2. António Costa não podia ficar calado perante as palavras de Wolfgang Schauble. Por mais voltas que se lhes dê, não é sequer possível minimizá-las. Ninguém consegue compreender a razão de tanta sanha punitiva em Berlim e em Bruxelas contra Portugal (ou contra este Governo), depois de tantos sacrifícios, de tanta destruição, quando precisamos de reconquistar a confiança dos investidores para conseguir pôr a economia a crescer. A estranheza das suas palavras foi ainda mais evidente porque ocorreu em pleno tremor de terra do “Brexit”, com a Europa profundamente dividida quanto ao seu significado e sobre o que é preciso fazer a médio longo prazo para superar os danos. O que ganhou o ministro das Finanças alemão com os seus comentários? Mostrar que a linha dura continua, ignorando absolutamente os seus efeitos sobre a realidade política europeia em acelerada e perigosa transformação? Desviar as atenções do “Brexit”, que terá um impacte assinalável na economia alemã? Disfarçar a situação do Deutsche Bank?

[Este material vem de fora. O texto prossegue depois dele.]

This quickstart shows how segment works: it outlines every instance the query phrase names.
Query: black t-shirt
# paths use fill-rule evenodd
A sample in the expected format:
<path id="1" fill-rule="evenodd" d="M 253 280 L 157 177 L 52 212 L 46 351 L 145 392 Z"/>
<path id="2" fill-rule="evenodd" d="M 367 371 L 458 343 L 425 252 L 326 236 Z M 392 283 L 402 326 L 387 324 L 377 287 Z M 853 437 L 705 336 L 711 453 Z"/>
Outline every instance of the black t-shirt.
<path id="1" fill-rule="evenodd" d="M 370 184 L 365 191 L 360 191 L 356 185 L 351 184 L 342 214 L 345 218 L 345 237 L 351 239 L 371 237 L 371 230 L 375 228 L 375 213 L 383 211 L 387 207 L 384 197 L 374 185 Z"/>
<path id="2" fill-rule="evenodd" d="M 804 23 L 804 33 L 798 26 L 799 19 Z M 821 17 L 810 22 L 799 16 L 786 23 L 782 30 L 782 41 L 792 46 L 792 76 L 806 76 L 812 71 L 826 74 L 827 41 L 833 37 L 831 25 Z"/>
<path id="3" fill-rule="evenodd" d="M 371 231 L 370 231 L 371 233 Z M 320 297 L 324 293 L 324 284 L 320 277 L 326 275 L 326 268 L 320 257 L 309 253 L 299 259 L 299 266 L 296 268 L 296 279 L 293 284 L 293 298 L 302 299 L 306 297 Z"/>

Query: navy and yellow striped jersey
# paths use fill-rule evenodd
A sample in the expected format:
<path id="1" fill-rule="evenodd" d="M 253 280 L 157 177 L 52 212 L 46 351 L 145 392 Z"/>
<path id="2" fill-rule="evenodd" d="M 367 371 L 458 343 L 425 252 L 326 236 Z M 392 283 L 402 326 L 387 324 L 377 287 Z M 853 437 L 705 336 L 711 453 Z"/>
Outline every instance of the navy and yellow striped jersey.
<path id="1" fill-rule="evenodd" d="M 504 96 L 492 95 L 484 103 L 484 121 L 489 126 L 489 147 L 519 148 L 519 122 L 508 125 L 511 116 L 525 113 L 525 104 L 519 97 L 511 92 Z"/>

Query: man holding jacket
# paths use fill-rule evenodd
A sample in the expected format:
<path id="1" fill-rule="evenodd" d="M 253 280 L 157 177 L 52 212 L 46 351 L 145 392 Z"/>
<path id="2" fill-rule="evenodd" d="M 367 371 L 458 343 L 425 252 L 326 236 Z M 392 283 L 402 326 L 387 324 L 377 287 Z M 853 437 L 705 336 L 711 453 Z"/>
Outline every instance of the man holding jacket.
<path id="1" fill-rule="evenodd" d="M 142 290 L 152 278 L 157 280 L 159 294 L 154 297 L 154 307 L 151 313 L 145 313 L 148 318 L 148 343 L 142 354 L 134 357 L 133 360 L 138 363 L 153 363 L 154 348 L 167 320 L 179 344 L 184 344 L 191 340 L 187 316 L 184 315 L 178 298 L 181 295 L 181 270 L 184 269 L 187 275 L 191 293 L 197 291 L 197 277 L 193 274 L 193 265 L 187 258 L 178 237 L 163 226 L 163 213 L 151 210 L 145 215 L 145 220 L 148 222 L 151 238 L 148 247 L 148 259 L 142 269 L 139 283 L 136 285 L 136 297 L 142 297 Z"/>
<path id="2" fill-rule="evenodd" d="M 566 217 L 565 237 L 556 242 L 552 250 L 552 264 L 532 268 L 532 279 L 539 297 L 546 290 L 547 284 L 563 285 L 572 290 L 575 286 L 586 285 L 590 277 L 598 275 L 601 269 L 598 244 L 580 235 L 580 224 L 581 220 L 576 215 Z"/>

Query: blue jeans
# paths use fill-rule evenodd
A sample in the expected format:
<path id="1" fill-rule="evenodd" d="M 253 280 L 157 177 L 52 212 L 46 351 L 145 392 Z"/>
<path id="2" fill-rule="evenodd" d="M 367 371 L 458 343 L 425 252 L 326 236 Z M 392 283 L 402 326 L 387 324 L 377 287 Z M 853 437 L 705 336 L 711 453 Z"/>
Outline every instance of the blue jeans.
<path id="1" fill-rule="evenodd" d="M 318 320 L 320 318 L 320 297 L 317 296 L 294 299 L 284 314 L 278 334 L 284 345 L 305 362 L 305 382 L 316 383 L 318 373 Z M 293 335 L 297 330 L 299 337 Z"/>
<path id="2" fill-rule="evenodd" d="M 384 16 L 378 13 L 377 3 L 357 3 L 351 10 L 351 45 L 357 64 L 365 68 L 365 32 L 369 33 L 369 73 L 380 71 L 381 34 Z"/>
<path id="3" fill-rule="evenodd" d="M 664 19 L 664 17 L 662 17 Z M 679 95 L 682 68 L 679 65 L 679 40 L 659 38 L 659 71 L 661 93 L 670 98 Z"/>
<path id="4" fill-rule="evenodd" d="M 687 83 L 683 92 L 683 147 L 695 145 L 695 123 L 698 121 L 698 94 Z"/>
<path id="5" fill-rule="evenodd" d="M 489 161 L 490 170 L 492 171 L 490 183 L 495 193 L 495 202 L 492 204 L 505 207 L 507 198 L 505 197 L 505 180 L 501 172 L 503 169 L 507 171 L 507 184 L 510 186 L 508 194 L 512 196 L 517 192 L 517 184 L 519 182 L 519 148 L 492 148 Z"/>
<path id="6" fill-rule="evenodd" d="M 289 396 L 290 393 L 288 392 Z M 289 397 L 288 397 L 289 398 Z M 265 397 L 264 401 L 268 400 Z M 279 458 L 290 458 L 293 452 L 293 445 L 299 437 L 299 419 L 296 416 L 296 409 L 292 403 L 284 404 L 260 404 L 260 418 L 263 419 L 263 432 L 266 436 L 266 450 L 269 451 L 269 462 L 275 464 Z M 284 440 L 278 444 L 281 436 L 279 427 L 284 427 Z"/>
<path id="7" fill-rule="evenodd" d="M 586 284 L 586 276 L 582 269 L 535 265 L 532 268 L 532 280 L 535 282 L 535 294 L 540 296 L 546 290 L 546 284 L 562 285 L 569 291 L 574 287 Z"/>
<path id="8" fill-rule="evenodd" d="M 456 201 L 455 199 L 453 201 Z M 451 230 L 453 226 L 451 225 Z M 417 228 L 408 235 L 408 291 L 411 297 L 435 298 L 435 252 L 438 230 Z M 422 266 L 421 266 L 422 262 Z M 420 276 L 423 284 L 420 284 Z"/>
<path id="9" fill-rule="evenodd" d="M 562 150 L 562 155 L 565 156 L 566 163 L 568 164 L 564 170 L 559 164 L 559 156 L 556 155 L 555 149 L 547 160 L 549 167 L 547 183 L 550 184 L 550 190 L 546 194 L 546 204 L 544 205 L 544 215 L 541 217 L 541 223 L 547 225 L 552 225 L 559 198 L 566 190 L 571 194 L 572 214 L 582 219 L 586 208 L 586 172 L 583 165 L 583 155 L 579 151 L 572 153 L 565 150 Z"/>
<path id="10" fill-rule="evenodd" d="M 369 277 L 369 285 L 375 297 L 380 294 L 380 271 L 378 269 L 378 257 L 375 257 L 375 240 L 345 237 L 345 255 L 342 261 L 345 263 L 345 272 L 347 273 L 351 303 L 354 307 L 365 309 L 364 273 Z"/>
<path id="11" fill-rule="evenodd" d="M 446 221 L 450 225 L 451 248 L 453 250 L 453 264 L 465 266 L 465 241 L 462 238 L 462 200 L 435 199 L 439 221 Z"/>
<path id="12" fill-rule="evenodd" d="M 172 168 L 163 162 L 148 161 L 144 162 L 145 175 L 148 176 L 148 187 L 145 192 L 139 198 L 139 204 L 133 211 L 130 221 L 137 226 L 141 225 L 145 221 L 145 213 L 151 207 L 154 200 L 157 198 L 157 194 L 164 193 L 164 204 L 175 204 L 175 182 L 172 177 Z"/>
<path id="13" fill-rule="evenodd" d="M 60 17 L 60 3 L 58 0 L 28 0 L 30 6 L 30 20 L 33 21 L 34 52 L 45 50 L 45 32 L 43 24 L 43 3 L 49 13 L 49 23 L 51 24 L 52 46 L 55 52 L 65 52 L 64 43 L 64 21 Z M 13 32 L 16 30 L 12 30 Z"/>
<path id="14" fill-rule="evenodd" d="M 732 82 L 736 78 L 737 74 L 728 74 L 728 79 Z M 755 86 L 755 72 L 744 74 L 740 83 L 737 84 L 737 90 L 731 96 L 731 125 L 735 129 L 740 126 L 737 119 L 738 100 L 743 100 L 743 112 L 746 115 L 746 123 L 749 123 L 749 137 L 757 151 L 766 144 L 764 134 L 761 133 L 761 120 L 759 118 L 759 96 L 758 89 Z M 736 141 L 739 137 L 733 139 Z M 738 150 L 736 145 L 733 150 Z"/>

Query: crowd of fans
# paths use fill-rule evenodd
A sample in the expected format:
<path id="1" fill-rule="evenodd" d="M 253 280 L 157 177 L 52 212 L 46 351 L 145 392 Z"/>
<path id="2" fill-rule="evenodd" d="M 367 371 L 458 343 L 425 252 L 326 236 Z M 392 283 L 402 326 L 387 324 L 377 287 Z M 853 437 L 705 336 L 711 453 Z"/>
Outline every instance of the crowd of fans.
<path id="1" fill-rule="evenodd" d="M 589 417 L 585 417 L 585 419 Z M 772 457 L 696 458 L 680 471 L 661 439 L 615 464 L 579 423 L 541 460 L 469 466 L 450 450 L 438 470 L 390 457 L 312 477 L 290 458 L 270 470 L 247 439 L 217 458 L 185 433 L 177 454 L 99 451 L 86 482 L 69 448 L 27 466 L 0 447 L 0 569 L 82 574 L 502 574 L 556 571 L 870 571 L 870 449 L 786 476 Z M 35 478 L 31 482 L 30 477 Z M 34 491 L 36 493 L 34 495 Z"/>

3. Ninguém duvida que, no peito de Jean-Claude Juncker, bate um coração europeu. Não há porventura outro líder que tenha permanecido tanto tempo à frente do seu país e à frente de instituições europeias (o Eurogrupo e a Comissão). A boa velha Europa está-lhe no sangue. Talvez por isso não consiga entender que essa Europa já não existe e é preciso encontrar outras formas de salvá-la. Não há uma explicação cabal para que o presidente da Comissão tenha adoptado um tom conflituoso com o Reino Unido (Saíste? Agora aguenta) e que acredite que a punição vá dissuadir outros países de tentarem seguir o caminho de Londres. Em primeiro lugar, não se vislumbra essa tentação em nenhum governo europeu, mesmo nos países de Leste com governos nacionalistas. Outros, como a Holanda, são membros do euro e a saída da união monetária é muito mais complicada do que a saída da União Europeia. Juncker tem pressa para fazer o quê? Para pôr de pé um “salto em frente” em torno do qual ninguém se entende? A sua atitude só fortalece os que olham para Bruxelas como um poder centralizador e arrogante que não leva em conta o que pensam os cidadãos europeus. O presidente da Comissão perdeu, ele próprio, o controlo que deveria manter sobre o colégio de comissários, que ignoram o que ele diz e se dedicam a defender as suas posições nacionais. Juncker não quer sanções. Valdis Dombrovskis quer aplicá-las a todo o custo e quanto mais pesadas melhor. Pierre Moscovici coloca-se a meio da ponte num equilíbrio instável. O Governo português já sabe que o melhor que vai conseguir é a “pena suspensa”, ou seja, as sanções ficam suspensas até ao final deste ano e, se tudo correr bem, desaparecem.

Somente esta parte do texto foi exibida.